Ahmed ve Nesâî, Enes'ten bildirir: Resûlullah (sallallahü aleyhi ve sellem) : "Kişi Allah'la buluşmayı sevdiği zaman Allah da onunla buluşmayı sever. Kişi Allah'a buluşmayı istemediği zaman Allah da onunla buluşmayı istemez" buyurdu. Biz: " Resûlallah! Ama hiç birimiz ölümü sevmeyiz" dediğimizde şu karşılığı verdi: "Bu, ölümü sevmemek meselesi değildir! Ancak müminin vefat anı geldiği zaman Allah tarafından gideceği yer kendisine müjdelenir. Bundan dolayı mümin Allah'la buluşmayı her şeyden daha fazla sever. Yüce Allah da onunla buluşmayı ister. Günahkâr veya kafir birinin vefat anı geldiği zaman ise gideceği yer kendisine gösterilir. Bundan dolayı Allah'la buluşmayı istemez. Allah da onunla buluşmayı sevmez. "

İbnu'l-Münzir ve İbn Ebî Hâtim'in bildirdiğine göre Sâbit, Fussilet Sûresi'ni okumaya başladı. "Şüphesiz «Rabbimiz Allah'tır» deyip de sonra dosdoğru olanlar var ya, onların üzerine akın akın melekler iner ve derler ki: Korkmayın, üzülmeyin, size vaadedilmekte olan cennetle sevinin!" âyetine ulaştığı zaman da durdu ve şöyle dedi: "Bize ulaşana göre Yüce Allah mümin kulu mezarından tekrar dirilttiği zaman yanına dünyadayken kendisiyle birlikte bulunan iki melek gelir ve: «Korkma ve üzülme! Sana söz verilen Cennetle sevin» derler. Bu şekilde Yüce Allah kendisini korkudan yana emin kılınca içi huzurla dolar.
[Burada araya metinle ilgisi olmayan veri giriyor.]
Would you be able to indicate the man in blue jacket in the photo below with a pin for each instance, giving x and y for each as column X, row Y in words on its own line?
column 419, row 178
Kıyamet gününde tüm insanların korktuğu şeyler, Yüce Allah'ın ihsanı ve dünyada iken yaptıkları dolayısıyla mümine huzur verir."

İbnu'l-Mübârek, Abd b. Humeyd, İbnu'l-Münzir ve İbn Ebî Hâtim'in bildirdiğine göre Mücâhid: "Biz dünya hayatında da, âhirette de sizin dostlarınızız..." âyetini açıklarken: "Biz dünyada iken de sizlerin dostlarınızdık, Cennete girene kadar da yanınızdan ayrılmayacağız, anlamındadır" demiştir. Abd b. Humeyd'in lafzı ise şu şekildedir: "Dünyada iken yanlarında bulunan melekler kıyamet gününde onlara: «Sizleri Cennete sokana kadar yanınızdan ayrılmayazağız» derler."